Though the lone female character kicked butt in “Iron Man 2” and “Captain America: The Winter Soldier,” the role of Black Widow disappointingly regressed into a stereotypical domesticated female role in the most recent installment of the Avengers franchise. This change has led to public backlash.
Tim Donnelly of the New York Post writes in an article about the portrayal of women in the newest addition to the Avenger’s franchise.

“For one, at the Avengers mission ‘wrap party’ early in the film, Widow looks to be the only Avenger working the bash, pouring drinks from behind a bar while she bats her eyes in flirtation. Later, she grabs Captain America’s shield off the street and quips, ‘I’m always picking up after you boys.’ At one point in the movie, she even gets “baby crazy.”

Sadly, the regression of the character of Black Widow is just the most recent incident in sexist world of superheroes.

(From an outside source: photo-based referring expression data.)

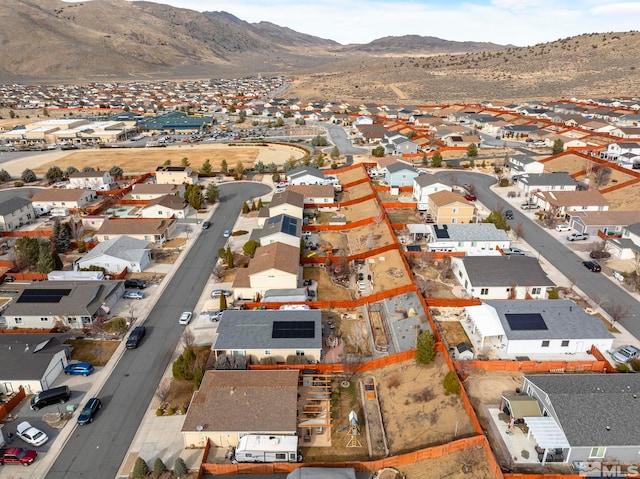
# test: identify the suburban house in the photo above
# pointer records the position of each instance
(151, 191)
(471, 238)
(116, 254)
(610, 223)
(557, 181)
(288, 203)
(501, 277)
(156, 231)
(75, 304)
(521, 327)
(315, 194)
(519, 164)
(281, 228)
(33, 361)
(424, 185)
(233, 403)
(399, 174)
(16, 212)
(448, 207)
(176, 175)
(168, 206)
(91, 180)
(276, 265)
(562, 202)
(74, 199)
(277, 334)
(599, 429)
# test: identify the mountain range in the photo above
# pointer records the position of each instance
(51, 41)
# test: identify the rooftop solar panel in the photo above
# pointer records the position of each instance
(293, 329)
(526, 322)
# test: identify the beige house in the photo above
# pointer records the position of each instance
(274, 266)
(176, 175)
(64, 198)
(155, 231)
(151, 191)
(233, 403)
(275, 334)
(447, 207)
(168, 206)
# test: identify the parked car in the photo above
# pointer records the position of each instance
(79, 369)
(135, 283)
(133, 295)
(599, 254)
(529, 206)
(89, 411)
(216, 293)
(17, 455)
(30, 434)
(577, 237)
(624, 354)
(185, 318)
(135, 337)
(592, 266)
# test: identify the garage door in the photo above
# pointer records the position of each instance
(52, 374)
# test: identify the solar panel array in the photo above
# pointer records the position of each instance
(293, 330)
(526, 322)
(43, 295)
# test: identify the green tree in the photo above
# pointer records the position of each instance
(212, 193)
(116, 171)
(206, 168)
(436, 160)
(426, 348)
(28, 176)
(378, 151)
(558, 146)
(472, 150)
(250, 247)
(54, 173)
(140, 469)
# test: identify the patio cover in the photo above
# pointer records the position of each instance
(547, 432)
(522, 406)
(485, 320)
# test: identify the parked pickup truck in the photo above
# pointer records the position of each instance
(577, 236)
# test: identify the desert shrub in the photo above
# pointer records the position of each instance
(451, 383)
(140, 469)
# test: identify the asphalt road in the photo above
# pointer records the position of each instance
(97, 450)
(596, 286)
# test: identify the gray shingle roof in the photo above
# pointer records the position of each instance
(564, 319)
(587, 404)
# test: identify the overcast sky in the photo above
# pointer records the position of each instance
(519, 22)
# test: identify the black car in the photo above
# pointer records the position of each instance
(135, 283)
(135, 337)
(592, 266)
(89, 411)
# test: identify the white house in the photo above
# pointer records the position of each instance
(117, 254)
(537, 328)
(501, 277)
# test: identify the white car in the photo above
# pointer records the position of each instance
(185, 317)
(30, 434)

What first led to this type of world was the false beliefs that girls do not like superheroes.
Comics and movies are not made with girls in mind. Marvel has been the main receiver of the ongoing criticism. Of all the movies Marvel has made, only two have had leading female superheroes, “Catwoman” and “Elektra.” Both of these movies did horribly at the box office.

“[Marvel films were] awful not because of the female superhero lead, but because [they were] just terrible movie[s],” Christine Bancroft of the Neon Tommy said.

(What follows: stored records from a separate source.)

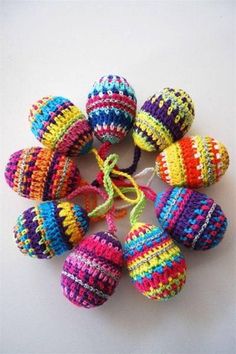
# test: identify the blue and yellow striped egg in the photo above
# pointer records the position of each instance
(58, 124)
(163, 119)
(111, 108)
(50, 229)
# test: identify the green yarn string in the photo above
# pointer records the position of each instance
(138, 208)
(109, 164)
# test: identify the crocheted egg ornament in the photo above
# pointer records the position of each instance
(50, 229)
(58, 124)
(155, 264)
(41, 174)
(111, 108)
(191, 218)
(92, 270)
(163, 119)
(193, 162)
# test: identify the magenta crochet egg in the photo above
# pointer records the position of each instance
(92, 270)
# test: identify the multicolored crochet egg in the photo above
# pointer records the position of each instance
(50, 229)
(92, 270)
(111, 108)
(58, 124)
(41, 174)
(163, 119)
(191, 218)
(193, 162)
(155, 264)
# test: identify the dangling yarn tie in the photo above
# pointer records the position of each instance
(109, 216)
(107, 167)
(132, 168)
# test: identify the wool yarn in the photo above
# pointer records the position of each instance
(155, 264)
(163, 119)
(41, 174)
(111, 108)
(58, 124)
(50, 229)
(92, 270)
(191, 218)
(193, 161)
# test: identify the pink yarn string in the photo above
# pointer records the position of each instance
(110, 214)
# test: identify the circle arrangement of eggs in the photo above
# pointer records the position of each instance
(41, 174)
(155, 263)
(50, 229)
(193, 161)
(191, 218)
(58, 124)
(92, 270)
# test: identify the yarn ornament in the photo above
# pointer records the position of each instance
(193, 162)
(92, 270)
(163, 119)
(111, 108)
(155, 264)
(58, 124)
(50, 229)
(41, 174)
(191, 218)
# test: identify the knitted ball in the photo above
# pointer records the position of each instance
(92, 270)
(58, 124)
(191, 218)
(41, 174)
(163, 119)
(111, 108)
(155, 264)
(193, 162)
(50, 229)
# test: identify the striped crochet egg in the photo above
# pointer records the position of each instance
(50, 229)
(191, 218)
(163, 119)
(41, 174)
(155, 264)
(193, 162)
(58, 124)
(92, 270)
(111, 108)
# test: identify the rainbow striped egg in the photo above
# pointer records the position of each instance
(193, 161)
(58, 124)
(92, 271)
(191, 218)
(41, 174)
(163, 119)
(50, 229)
(155, 264)
(111, 108)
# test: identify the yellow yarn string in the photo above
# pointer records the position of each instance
(119, 173)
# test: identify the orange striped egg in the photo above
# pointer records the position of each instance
(41, 174)
(193, 161)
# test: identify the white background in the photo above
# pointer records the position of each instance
(60, 48)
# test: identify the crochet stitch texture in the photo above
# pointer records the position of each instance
(191, 218)
(58, 124)
(163, 119)
(111, 108)
(193, 161)
(50, 229)
(92, 270)
(41, 174)
(155, 264)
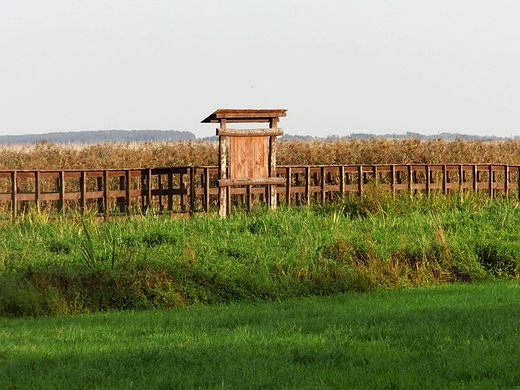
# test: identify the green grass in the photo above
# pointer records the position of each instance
(76, 264)
(459, 336)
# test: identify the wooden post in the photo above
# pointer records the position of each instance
(322, 184)
(128, 200)
(506, 181)
(490, 170)
(192, 189)
(61, 180)
(410, 180)
(288, 185)
(100, 188)
(308, 186)
(106, 193)
(14, 195)
(273, 124)
(342, 181)
(392, 182)
(445, 179)
(83, 190)
(475, 178)
(206, 190)
(223, 191)
(360, 181)
(122, 200)
(37, 190)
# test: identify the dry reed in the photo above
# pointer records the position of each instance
(198, 153)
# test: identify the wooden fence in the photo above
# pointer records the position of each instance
(195, 189)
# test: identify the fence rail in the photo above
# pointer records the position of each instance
(195, 189)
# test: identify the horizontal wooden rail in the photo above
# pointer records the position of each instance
(193, 189)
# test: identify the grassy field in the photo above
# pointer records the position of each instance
(344, 151)
(79, 264)
(461, 336)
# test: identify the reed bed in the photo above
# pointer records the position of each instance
(345, 151)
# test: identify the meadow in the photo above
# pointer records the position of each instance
(45, 155)
(80, 264)
(453, 336)
(372, 292)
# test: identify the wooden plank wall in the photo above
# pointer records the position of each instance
(170, 189)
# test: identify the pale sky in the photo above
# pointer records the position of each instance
(338, 66)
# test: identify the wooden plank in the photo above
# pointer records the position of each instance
(360, 180)
(61, 181)
(14, 191)
(248, 157)
(308, 186)
(288, 185)
(106, 195)
(272, 165)
(206, 189)
(223, 196)
(37, 190)
(244, 115)
(253, 181)
(128, 194)
(249, 132)
(83, 191)
(322, 185)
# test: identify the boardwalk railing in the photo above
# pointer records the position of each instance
(194, 189)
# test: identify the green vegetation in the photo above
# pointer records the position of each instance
(78, 264)
(456, 336)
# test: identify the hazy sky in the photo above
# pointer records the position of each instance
(338, 66)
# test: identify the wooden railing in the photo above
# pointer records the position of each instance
(195, 189)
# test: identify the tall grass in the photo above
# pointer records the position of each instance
(327, 152)
(446, 337)
(64, 265)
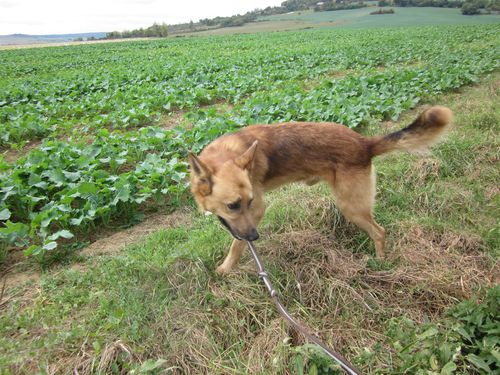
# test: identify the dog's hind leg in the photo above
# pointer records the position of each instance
(354, 192)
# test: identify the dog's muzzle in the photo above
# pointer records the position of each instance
(252, 236)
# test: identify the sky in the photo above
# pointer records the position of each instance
(40, 17)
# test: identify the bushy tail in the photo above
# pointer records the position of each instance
(426, 130)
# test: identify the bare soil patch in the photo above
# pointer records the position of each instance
(115, 242)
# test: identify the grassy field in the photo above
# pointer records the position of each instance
(106, 267)
(406, 16)
(157, 306)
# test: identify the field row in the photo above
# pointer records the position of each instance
(65, 188)
(123, 85)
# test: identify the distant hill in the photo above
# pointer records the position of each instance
(20, 39)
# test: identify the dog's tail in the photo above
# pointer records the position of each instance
(424, 131)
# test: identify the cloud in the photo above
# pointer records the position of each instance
(66, 16)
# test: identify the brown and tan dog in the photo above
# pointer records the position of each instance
(232, 173)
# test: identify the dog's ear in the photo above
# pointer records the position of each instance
(245, 161)
(201, 173)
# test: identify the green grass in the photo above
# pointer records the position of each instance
(160, 304)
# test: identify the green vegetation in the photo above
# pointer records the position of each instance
(156, 30)
(64, 188)
(92, 140)
(406, 16)
(157, 306)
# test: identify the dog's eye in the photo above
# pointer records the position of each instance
(234, 206)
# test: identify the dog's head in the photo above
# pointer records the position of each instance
(227, 192)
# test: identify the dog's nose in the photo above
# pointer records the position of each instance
(253, 235)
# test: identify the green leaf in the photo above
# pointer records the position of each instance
(62, 233)
(151, 365)
(429, 333)
(88, 188)
(32, 250)
(448, 368)
(478, 362)
(50, 245)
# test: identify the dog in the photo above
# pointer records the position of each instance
(231, 175)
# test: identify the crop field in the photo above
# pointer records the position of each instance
(94, 138)
(403, 16)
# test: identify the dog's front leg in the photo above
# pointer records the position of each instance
(237, 248)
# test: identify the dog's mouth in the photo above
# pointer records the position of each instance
(224, 222)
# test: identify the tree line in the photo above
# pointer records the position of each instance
(156, 30)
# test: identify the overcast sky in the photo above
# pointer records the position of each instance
(70, 16)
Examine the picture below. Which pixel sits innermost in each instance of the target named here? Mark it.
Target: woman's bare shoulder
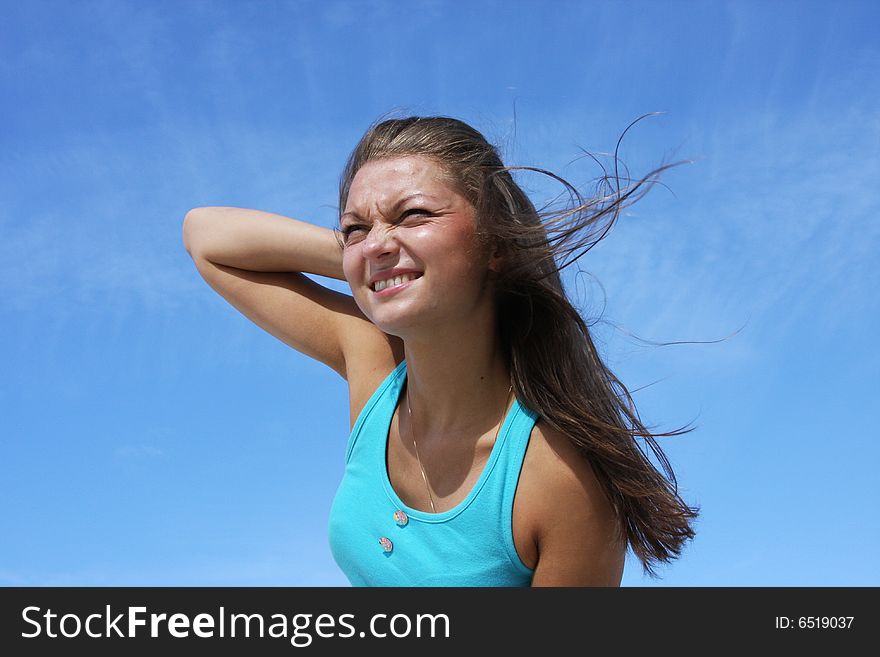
(369, 359)
(573, 523)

These films are now used as an excuse to not make more films with female leading superhero roles.
One of the biggest problems within the realm of superheroes lies within printed comics. Last year, Marvel Comics released a new Spiderwoman series in an attempt to include more female superheroes. However, they hired an erotica artist to make the drawings and instead of inviting more women into the comic world, the erotic nature of the artwork drove female fans away.

Yet another comic company, DC Comics, was bashed for its recent issue, “New 52 Wonder Woman.” The series was taken over by a new creative team, turning the once strong and powerful heroine into a pornographic baby airhead who holds onto her teddy bear while in battle.

Though the issues surrounding superheroes may seem trivial, they can hit home in large ways. Superheroes have tremendous influences on today’s children.

Rarely do you come across a child who can not tell you who their favorite superhero is. Though little boys have strong and powerful superheroes to look up to, little girls are left to inspire to be weak, infantilized Barbies in capes.